NORFOLK, Va. — Around this time in 2003, 19 years ago, the entire region was bracing for impact.
Hurricane Isabel had just developed into a category 5 storm, the first in the Atlantic since Hurricane Mitch five years earlier.
Peak winds reached as high as 165 mph offshore before the hurricane was downgraded to a category 2 storm when it landed on the coast of North Carolina.
Isabel came ashore near Cape Lookout with sustained winds of around 100 mph.
Isabel produced a storm surge of 7 to 10 feet in North Carolina.

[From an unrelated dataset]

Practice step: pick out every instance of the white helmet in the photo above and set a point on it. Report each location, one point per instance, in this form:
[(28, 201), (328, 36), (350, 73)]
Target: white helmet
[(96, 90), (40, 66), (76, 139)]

The storm then raced northwestward passing just west of Richmond and just west of Winchester.
Hurricane-force gusts then pounded Hampton Roads, ripping signs off buildings, downing hundreds of trees, and shutting off power to millions across Virginia for more than a week.
13News Now followed along with storm chaser William Coyle when the storm hit.
Today, almost twenty years later, with dozens of other storms under his belt, he still refers to Isabel as a “monster.”
“This thing kept going,” said Coyle. “You could hear it roar through the trees and power lines.”
There were stories to share all over the region.
Like the man who was forced to take cover in his van and barely made it out alive when a tree fell onto the vehicle.
There were happier moments too, like the salvaged wedding 13News Now covered in Yorktown just two days after the storm.
When all was said and done, Hurricane Isabel took a devastating toll on Virginia, costing the state more than $1 billion in damage, making it the costliest natural disaster ever in the Commonwealth.